Falar em Roger Waters é falar num dos maiores génios da história do Rock, criador dos álbuns conceptuais mais superlativos algumas vez gravados. É da cabeça deste génio criativo que saíram as ideias (não necessariamente toda a música) que resultariam em "The Dark Side Of The Moon", "Animals" e "The Wall". Não é de somenos.
Roger Waters é, de facto, um génio criativo. O problema de Roger é que o título de génio criativo lhe foi atribuído... por ele próprio. Reza a História que esta auto-indulgência pode ser extrapolada toda a sua personalidade.
Para ser friamente honesto, Roger era - pelo menos até há bem pouco tempo - o tipo de pessoa com quem nenhum de nós gostaria de se cruzar.
Se há um adjectivo que vemos repetidamente atribuído a Roger, esse será o de Prick (tradução livre: anormal/idiota/cabrão). "Roger is a prick", disse um dia David Gilmour, para explicar porque é que não falava com ele há 15 anos. "Just another prick in the wall" (esta tem piada), chamou-lhe recentemente este colunista, devido às suas posições anti-Israel.
Eu sou mais simpático e chamar-lhe-ia o maior egomaníaco da história do Rock, com tanto de mérito, como de idiota. Não poderá ter sido fácil trabalhar com ele, especialmente na sua fase mais obnóxia, durante a 2ª metade da década de 70 e 1ª da década de 80.
Foram precisos muitos anos para amansar a fera. Só recentemente parece ter enterrado o machado de guerra com David, tendo até marcado presença num evento de caridade promovido por Gilmour, favor que este retribuiu ao aparecer num concerto de Roger, para uma lendária rendição de "Comfortably Numb".
Mas o facto de eu o criticar e de até me pôr ao lado dos seus companheiros dos Pink Floyd devido à sua personalidade detestável, nada disso significa que eu não me identifique com o que escreveu Roger. Porra, se há alguém que conseguiu pôr em disco os meus medos, os meus dilemas e as minhas lutas internas, esse alguém é Roger Waters (e Bruce Springsteen, obviamente).
E ainda assim, nunca dediquei grande atenção à obra a solo de Roger Waters aqui no blog. Poderia ser obra do acaso, mas não é. O problema é que a obra a solo de Roger não é assim tão boa quanto isso.

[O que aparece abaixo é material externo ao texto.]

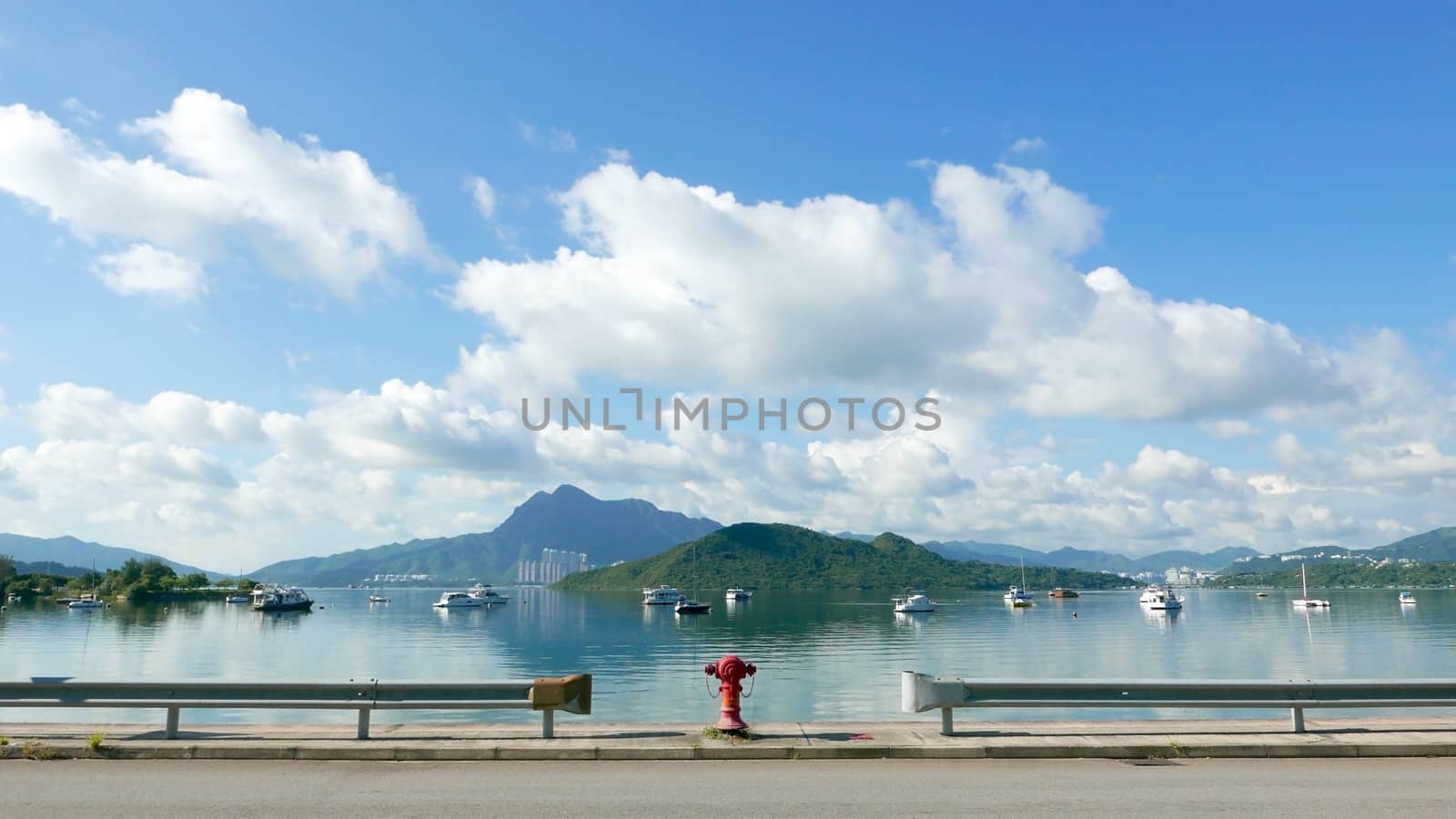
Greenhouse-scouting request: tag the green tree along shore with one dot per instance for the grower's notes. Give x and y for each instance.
(1346, 574)
(136, 581)
(775, 555)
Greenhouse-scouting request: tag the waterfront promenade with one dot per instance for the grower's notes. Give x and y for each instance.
(1191, 789)
(910, 739)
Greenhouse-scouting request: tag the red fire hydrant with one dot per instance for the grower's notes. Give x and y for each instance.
(730, 671)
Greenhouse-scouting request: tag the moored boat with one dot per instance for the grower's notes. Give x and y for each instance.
(1307, 602)
(662, 596)
(458, 601)
(1161, 598)
(273, 598)
(914, 602)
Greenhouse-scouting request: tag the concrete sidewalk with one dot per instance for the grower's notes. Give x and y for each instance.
(921, 739)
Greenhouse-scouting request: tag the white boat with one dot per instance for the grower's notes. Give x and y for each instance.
(912, 602)
(458, 601)
(662, 596)
(1307, 602)
(1161, 598)
(488, 595)
(273, 598)
(1018, 596)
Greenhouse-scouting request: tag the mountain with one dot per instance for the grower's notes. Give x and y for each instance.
(1089, 560)
(565, 519)
(776, 555)
(70, 551)
(1438, 545)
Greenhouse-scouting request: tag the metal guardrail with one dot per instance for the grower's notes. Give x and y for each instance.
(924, 693)
(548, 695)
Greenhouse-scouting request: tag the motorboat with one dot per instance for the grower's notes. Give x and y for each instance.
(1161, 598)
(273, 598)
(488, 595)
(662, 596)
(912, 602)
(692, 606)
(458, 601)
(1307, 602)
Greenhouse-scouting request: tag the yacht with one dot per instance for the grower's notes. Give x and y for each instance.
(1307, 602)
(662, 596)
(458, 601)
(1019, 596)
(488, 595)
(1161, 598)
(273, 598)
(912, 602)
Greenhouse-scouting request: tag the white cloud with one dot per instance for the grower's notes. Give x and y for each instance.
(1229, 429)
(150, 271)
(80, 114)
(551, 137)
(306, 212)
(482, 194)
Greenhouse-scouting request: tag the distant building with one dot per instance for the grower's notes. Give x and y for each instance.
(552, 566)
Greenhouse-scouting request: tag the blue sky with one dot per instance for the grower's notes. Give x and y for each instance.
(1293, 162)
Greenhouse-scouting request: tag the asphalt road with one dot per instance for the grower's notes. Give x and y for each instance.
(883, 787)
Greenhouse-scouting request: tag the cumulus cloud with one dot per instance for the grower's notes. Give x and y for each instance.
(80, 113)
(482, 194)
(150, 271)
(306, 212)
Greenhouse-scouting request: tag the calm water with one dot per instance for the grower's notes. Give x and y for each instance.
(826, 656)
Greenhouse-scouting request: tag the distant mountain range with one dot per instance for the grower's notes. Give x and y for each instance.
(1085, 560)
(77, 554)
(775, 555)
(1438, 545)
(567, 519)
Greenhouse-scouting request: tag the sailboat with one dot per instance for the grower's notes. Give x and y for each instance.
(692, 605)
(1307, 602)
(89, 601)
(1019, 596)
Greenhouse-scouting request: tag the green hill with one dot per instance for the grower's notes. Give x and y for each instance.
(775, 555)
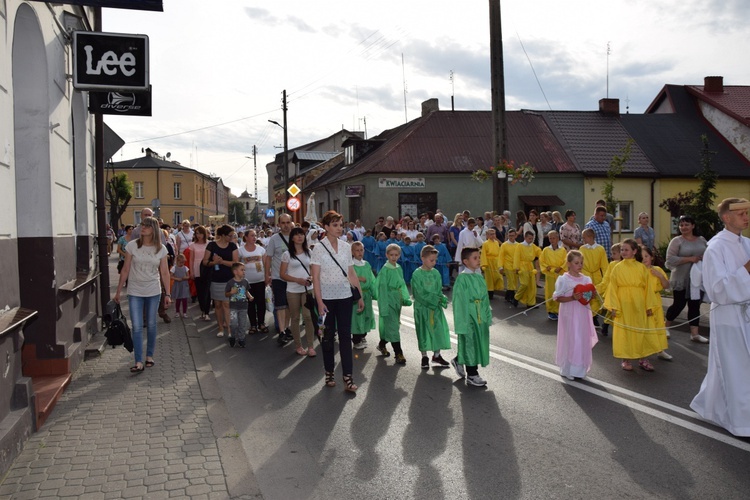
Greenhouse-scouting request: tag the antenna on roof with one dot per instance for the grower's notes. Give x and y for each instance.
(609, 51)
(453, 92)
(403, 73)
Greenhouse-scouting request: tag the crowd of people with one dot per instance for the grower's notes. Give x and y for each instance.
(328, 274)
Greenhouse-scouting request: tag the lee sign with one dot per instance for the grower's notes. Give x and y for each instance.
(110, 61)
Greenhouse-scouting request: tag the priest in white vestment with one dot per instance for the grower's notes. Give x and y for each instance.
(724, 396)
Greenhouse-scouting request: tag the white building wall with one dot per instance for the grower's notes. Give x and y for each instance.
(738, 134)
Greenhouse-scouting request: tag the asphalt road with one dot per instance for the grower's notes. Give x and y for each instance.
(410, 433)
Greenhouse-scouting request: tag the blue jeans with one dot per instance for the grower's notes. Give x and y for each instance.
(137, 306)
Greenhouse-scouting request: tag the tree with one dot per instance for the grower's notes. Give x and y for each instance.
(699, 204)
(118, 192)
(703, 210)
(237, 212)
(616, 167)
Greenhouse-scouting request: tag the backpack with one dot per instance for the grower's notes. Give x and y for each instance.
(116, 325)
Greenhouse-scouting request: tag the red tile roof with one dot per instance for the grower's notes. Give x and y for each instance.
(734, 100)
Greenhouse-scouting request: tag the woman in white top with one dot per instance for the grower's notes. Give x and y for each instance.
(202, 284)
(251, 254)
(295, 270)
(145, 270)
(333, 280)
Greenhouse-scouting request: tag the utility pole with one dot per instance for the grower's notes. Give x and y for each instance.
(497, 76)
(286, 150)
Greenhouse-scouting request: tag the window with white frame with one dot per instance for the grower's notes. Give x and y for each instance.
(624, 211)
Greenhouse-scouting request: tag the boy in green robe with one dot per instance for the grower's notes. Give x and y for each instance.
(392, 294)
(362, 321)
(429, 302)
(472, 317)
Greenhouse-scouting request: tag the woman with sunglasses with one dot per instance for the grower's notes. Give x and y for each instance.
(684, 251)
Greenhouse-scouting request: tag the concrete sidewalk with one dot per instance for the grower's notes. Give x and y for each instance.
(162, 433)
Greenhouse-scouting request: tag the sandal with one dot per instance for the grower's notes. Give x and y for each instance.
(349, 384)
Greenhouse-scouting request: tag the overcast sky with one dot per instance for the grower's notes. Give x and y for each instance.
(218, 68)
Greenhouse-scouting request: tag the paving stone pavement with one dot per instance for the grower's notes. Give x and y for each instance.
(162, 433)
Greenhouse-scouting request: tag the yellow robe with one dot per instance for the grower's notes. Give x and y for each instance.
(507, 254)
(630, 296)
(491, 265)
(601, 288)
(524, 262)
(656, 321)
(594, 266)
(549, 261)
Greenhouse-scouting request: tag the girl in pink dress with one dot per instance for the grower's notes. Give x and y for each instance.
(575, 329)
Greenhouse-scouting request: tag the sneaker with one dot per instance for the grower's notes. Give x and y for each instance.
(439, 361)
(664, 355)
(459, 368)
(476, 381)
(384, 351)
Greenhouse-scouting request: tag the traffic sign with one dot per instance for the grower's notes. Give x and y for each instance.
(293, 204)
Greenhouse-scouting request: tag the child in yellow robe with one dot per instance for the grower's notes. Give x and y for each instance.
(553, 263)
(594, 266)
(507, 254)
(491, 263)
(526, 264)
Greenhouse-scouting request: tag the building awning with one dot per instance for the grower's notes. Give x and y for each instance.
(542, 200)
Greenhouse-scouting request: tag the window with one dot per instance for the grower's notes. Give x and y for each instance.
(624, 211)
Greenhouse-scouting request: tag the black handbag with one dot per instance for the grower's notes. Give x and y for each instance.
(355, 290)
(118, 331)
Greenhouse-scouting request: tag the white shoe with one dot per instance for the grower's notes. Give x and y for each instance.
(476, 381)
(459, 368)
(664, 355)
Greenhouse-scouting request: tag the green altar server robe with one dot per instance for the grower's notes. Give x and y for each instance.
(472, 317)
(392, 294)
(429, 302)
(363, 322)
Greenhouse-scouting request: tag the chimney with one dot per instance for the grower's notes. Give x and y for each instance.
(713, 84)
(609, 106)
(429, 106)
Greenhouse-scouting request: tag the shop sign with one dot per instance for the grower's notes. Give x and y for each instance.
(110, 61)
(401, 182)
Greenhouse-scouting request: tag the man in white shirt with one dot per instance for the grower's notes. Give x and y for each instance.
(724, 396)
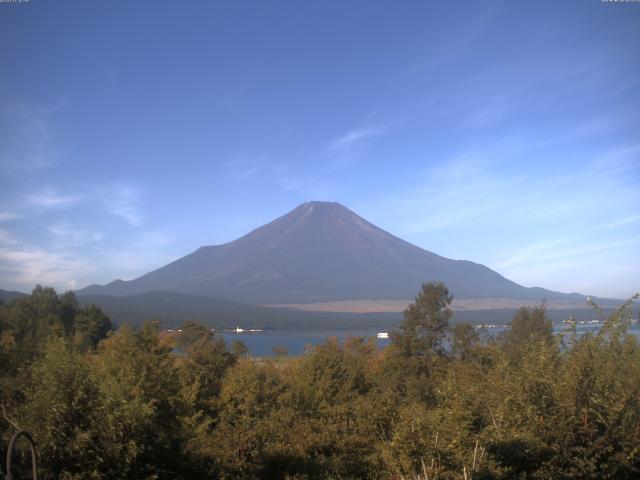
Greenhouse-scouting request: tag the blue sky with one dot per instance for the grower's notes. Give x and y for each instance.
(506, 133)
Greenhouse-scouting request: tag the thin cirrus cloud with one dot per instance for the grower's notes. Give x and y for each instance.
(124, 201)
(359, 135)
(27, 141)
(27, 265)
(67, 235)
(50, 198)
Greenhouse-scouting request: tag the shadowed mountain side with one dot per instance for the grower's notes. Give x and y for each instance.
(174, 308)
(6, 296)
(320, 252)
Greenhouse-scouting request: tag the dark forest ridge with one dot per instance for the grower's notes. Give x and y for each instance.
(321, 252)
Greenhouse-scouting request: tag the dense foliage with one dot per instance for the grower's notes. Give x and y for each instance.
(439, 403)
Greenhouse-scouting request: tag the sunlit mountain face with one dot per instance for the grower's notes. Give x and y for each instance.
(319, 252)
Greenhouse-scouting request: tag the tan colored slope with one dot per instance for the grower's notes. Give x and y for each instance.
(379, 306)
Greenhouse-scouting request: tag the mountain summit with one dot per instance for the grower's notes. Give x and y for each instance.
(319, 252)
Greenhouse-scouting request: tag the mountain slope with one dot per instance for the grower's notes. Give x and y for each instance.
(318, 252)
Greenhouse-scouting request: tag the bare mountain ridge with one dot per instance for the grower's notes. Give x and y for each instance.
(320, 252)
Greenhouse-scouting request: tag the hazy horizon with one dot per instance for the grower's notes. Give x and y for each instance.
(501, 133)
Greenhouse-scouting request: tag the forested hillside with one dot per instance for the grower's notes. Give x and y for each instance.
(438, 403)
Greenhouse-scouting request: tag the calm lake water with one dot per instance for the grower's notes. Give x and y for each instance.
(262, 344)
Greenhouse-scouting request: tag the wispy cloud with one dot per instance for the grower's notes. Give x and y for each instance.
(621, 222)
(50, 198)
(123, 201)
(7, 216)
(24, 266)
(27, 144)
(359, 135)
(67, 235)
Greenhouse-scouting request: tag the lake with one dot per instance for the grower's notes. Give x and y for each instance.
(262, 344)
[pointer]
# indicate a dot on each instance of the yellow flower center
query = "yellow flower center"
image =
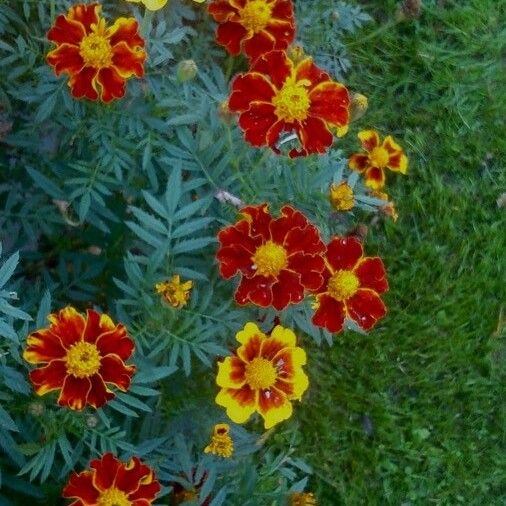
(260, 373)
(255, 15)
(379, 157)
(83, 360)
(292, 101)
(270, 259)
(343, 285)
(95, 49)
(113, 497)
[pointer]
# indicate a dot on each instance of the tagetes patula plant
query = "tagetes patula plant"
(110, 482)
(254, 27)
(278, 258)
(379, 156)
(277, 96)
(263, 376)
(99, 59)
(352, 287)
(80, 357)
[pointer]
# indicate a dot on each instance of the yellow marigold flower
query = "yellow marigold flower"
(341, 196)
(302, 499)
(221, 443)
(175, 292)
(263, 376)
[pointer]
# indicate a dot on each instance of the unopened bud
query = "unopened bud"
(186, 70)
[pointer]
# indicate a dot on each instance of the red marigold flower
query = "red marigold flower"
(254, 26)
(277, 96)
(81, 355)
(379, 156)
(98, 59)
(351, 288)
(111, 482)
(278, 258)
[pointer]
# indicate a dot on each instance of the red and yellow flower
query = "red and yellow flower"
(351, 288)
(380, 156)
(253, 26)
(98, 59)
(81, 357)
(278, 258)
(110, 482)
(277, 96)
(263, 376)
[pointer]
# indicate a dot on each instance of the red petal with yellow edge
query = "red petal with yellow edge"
(366, 308)
(375, 178)
(247, 88)
(369, 139)
(87, 15)
(358, 162)
(65, 58)
(99, 393)
(287, 290)
(74, 392)
(261, 43)
(113, 85)
(65, 31)
(222, 11)
(274, 64)
(306, 69)
(106, 470)
(256, 121)
(83, 84)
(314, 135)
(230, 35)
(43, 346)
(330, 314)
(128, 62)
(49, 378)
(344, 252)
(330, 101)
(125, 30)
(371, 273)
(113, 370)
(81, 486)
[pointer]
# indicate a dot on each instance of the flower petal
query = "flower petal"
(344, 252)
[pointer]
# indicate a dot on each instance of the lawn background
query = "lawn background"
(414, 413)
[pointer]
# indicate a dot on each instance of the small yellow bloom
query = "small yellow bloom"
(302, 499)
(221, 443)
(175, 292)
(341, 196)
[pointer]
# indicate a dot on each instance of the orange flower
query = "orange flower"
(277, 96)
(80, 356)
(264, 375)
(254, 26)
(351, 288)
(378, 158)
(111, 482)
(98, 59)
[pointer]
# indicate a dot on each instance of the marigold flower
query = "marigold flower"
(302, 499)
(98, 59)
(341, 196)
(110, 482)
(277, 96)
(378, 158)
(174, 292)
(221, 443)
(351, 288)
(253, 26)
(264, 375)
(83, 355)
(277, 258)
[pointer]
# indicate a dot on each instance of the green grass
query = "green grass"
(414, 413)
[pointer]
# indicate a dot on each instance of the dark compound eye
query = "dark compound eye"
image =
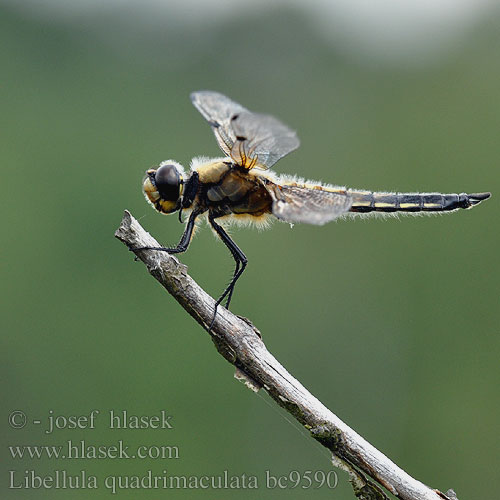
(168, 180)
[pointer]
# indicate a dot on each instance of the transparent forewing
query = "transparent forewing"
(308, 205)
(218, 110)
(248, 138)
(261, 139)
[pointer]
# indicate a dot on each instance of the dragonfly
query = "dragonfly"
(240, 187)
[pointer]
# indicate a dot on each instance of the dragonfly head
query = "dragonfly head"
(163, 186)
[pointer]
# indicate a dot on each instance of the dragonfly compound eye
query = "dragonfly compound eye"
(168, 181)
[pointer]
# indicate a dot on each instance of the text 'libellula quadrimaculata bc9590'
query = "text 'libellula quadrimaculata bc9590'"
(240, 187)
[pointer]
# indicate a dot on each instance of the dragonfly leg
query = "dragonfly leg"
(183, 244)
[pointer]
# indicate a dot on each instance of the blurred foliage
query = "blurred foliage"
(393, 324)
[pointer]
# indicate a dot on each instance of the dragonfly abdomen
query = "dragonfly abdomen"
(368, 201)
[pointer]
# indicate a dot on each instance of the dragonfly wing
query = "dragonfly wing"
(218, 110)
(308, 205)
(261, 139)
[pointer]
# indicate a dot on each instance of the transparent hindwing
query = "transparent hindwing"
(248, 138)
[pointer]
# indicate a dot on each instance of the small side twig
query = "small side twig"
(240, 343)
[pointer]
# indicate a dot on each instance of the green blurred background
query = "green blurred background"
(393, 324)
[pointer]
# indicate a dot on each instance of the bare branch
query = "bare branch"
(240, 343)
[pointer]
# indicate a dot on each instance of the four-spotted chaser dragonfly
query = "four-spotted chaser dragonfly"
(240, 187)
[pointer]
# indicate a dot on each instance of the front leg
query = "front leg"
(183, 243)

Em meados dos anos 80, Waters estava deserto por se ver livre dos restantes membros dos Pink Floyd, por achar que eles já não contribuíam nada para as suas criações. Saiu assim dos Pink Floyd em 1984, alegando que estes eram já uma "força esgotada" (estou a citar) e ingenuamente presumiu que a banda tinha terminado, por não fazer sentido sem a sua presença. A vaidade sair-lhe-ia cara, uma vez que o futuro provaria que não poderia estar mais enganado e os Pink Floyd lançariam mais
Se houve alguém que sofreu com a separação dos Pink Floyd, esse alguém foi Roger Waters. Sem David Gilmour, sem Richard Wright, músicos que ele considerou dispensáveis e esgotados, as ideias de Roger nunca mais puderam ser materializadas em música que o público quisesse ouvir.
Roger foi buscar Eric Clapton, Jeff Beck e Andy Fairweather Low para fazer de David Gilmour, mas nenhum deles tapou os buracos que ele próprio abrira com o seu ego. Uma pena. E por que não, uma lição para a vida de todos nós.
Nesta matéria eu falo à vontade, uma vez que a discografia de Roger Waters foi a primeira que eu conheci a fundo, de todos os membros dos Pink Floyd a solo.
No meu top de álbuns a solo dos Pink Floyd (vá lá, não façam essa cara, é óbvio que eu tenho isto categorizado e ordenado), em primeiro vêm "On An Island" de David e "Wet Dream" de Rick, quase ex aequo e só depois surge "Amused To Death" de Roger.
"Amused To Death" é o 3º álbum a solo de Roger Waters (o 4º, se contarmos com a colaboração com Ron Geesin em 1970) e o último a ser lançado até hoje; já remonta a 1992, já lá vão 22 anos.
Esqueçam as melodias. Em "Amused To Death", elas são inexistentes, ou estão tão difusas na quantidade torrencial de efeitos sonoros (explosões, comentadores, telefones, entrevistas, etc etc), que são praticamente imperceptíveis. Valham-nos um Jeff Beck e um Patrick Leonard em grande forma, que nos vão dando alguns laivos de musicalidade aqui e ali.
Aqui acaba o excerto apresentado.